11) Man on the Roof (Mannen på taket 1976) is a police thriller, a Swedish version of French Connection (1971) or Madigan (1967). It's deceptively slow, after an initial violent murder, but works its way methodically and with a great attention to detail to the sudden outburst of violence in the second half, when the usually so peaceful Stockholm becomes a city under siege, terrorized by a heavily armed sniper. It's worth remembering though that Sweden, and Stockholm in particular, in the 1970s had seen several terrorist attacks, hijackings and spectacular bank robberies which had somewhat shattered the illusion of being at peace. Since the location shooting and realism is so striking, it's to this day difficult to walk the streets around Odenplan without looking up towards the rooftops.

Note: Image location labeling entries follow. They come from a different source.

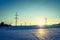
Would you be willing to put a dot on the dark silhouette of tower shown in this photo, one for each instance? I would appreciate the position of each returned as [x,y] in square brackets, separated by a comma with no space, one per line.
[16,18]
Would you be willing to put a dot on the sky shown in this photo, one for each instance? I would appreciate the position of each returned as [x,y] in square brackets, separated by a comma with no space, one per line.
[28,11]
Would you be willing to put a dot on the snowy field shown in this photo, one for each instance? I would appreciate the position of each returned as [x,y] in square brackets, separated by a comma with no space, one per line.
[32,34]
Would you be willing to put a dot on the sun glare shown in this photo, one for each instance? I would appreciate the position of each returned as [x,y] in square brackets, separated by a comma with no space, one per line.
[41,23]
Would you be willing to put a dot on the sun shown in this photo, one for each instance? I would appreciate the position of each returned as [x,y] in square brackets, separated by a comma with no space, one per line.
[41,23]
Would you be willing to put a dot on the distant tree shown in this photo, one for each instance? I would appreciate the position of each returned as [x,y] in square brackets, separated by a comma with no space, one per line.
[2,24]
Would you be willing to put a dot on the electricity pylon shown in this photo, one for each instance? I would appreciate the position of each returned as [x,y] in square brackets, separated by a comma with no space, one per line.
[16,17]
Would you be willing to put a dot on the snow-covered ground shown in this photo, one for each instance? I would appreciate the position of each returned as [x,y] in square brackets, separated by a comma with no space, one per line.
[32,34]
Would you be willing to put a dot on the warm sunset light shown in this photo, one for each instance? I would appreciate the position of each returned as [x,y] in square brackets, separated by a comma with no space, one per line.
[41,23]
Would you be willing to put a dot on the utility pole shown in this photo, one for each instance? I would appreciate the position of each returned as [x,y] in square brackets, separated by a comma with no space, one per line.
[45,21]
[16,18]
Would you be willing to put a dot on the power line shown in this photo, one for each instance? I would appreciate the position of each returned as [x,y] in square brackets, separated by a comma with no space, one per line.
[16,17]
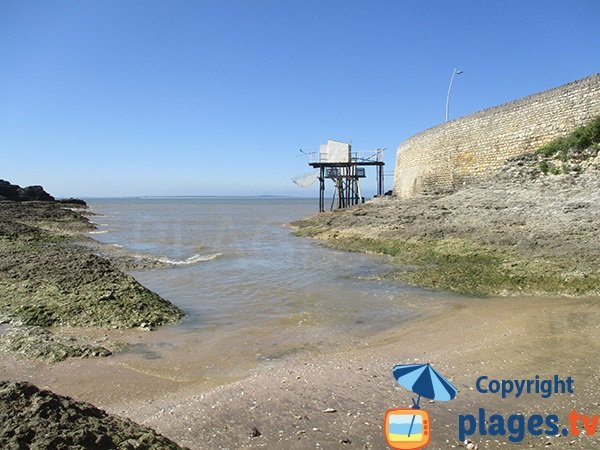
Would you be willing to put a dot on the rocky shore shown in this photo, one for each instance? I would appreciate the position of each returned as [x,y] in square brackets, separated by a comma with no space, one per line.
[50,276]
[33,418]
[532,229]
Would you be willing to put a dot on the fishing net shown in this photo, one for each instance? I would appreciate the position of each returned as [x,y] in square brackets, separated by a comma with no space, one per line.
[307,179]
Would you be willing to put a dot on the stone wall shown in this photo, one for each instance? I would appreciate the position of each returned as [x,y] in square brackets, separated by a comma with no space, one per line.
[473,147]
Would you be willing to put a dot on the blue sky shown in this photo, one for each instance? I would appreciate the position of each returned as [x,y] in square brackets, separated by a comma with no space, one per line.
[119,98]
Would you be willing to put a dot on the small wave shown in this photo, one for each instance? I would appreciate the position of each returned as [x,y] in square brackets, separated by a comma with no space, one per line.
[191,260]
[99,231]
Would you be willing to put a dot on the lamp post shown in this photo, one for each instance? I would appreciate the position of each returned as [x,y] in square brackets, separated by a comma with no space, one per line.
[454,73]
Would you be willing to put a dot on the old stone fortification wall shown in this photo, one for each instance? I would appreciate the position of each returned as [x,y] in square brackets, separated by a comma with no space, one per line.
[473,147]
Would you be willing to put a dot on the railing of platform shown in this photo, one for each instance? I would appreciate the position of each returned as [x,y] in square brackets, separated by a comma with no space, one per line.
[358,157]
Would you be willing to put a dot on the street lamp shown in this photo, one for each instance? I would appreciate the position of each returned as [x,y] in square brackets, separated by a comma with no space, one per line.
[454,73]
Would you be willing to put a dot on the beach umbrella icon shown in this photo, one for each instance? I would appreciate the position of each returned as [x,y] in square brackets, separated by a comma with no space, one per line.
[425,381]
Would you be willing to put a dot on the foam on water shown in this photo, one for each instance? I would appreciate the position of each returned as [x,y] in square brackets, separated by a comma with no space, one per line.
[251,289]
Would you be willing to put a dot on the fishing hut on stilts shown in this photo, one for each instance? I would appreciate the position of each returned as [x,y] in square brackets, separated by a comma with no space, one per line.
[336,161]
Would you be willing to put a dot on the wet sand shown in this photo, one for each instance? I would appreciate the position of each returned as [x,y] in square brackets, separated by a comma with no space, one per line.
[285,400]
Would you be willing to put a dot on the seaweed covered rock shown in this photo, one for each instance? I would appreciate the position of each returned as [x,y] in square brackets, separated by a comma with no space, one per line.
[34,418]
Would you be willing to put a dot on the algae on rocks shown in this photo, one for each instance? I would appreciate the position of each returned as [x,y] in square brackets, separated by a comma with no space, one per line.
[34,418]
[48,278]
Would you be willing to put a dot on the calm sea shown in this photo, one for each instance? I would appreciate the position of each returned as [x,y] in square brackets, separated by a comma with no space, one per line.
[251,290]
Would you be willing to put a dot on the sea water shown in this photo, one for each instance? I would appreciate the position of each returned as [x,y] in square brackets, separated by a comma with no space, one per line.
[251,290]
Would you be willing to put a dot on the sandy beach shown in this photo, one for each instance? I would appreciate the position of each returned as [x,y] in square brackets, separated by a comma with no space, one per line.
[287,401]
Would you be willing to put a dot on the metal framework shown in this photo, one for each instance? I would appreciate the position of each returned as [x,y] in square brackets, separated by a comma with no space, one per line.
[345,177]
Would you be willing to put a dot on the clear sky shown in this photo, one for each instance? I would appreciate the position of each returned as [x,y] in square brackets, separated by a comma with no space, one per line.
[119,98]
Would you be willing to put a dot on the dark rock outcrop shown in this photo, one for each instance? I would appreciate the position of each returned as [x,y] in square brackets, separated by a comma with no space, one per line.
[73,202]
[15,192]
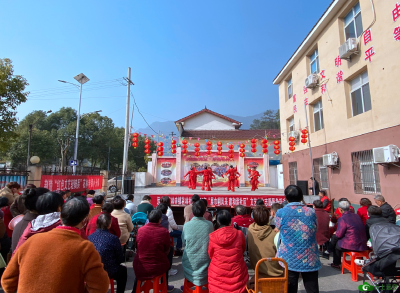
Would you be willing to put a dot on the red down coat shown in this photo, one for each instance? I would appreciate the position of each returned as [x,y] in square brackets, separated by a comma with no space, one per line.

12) The Girl (Flickan 2009) was to my eyes last year's best Swedish film. A haunting and ethereal story about a little girl left alone in a house during a few summer weeks. It moves between dream and reality, and paints a not particularly flattering portrait of self-absorbed adults. But unlike A Swedish Love Story it also has the courage to show that children can be equally cruel and corrupted. But perhaps the best thing about it is its cinematography (by Hoyte van Hoytema, the most celebrated cinematographer in Sweden today), which is primarily what gives it its haunting and ethereal quality.
13) The King of Ping Pong (Ping-pongkingen 2008) was short-filmmaker Jens Jonsson's long anticipated first feature film. As was only to be expected it is beautifully shot, in several shades of white. But after a while that can become monotonous, and the story isn't particularly original or involving. So the main reason I included it here is that unlike any of the other films, it's set in the far north of Sweden, with endless vistas of frozen lakes, snow-covered mountains and wide white plains.
There are a number of important female directors in Sweden, but only two has made it to this retrospective, Karin Swanström and Mai Zetterling. I haven't mentioned their films here because I haven't seen Swanström's The Girl in Tails and I don't particularly like Mai Zetterling's films (mostly because I feel that Zetterling is spending too much time and effort on editing and fancy camera work in a way that doesn't enhance the films but rather gets in the way). But she's still an important (feminist) filmmaker and deserves to be seen and discussed.
Also, the films I've listed aren't the only good ones, many of the others are equally great, but I had to draw the line somewhere. But if you have the time, don't miss out the third of the Ekman films being shown, The Banquet (Banketten 1948). It's possibly Ekman's most cruel and shocking film, shot like a noir with spider webs of shadows engulfing the sadomasochist couple in the centre. But good as it is, it's not as important as Changing Trains and The Girl With Hyacinths.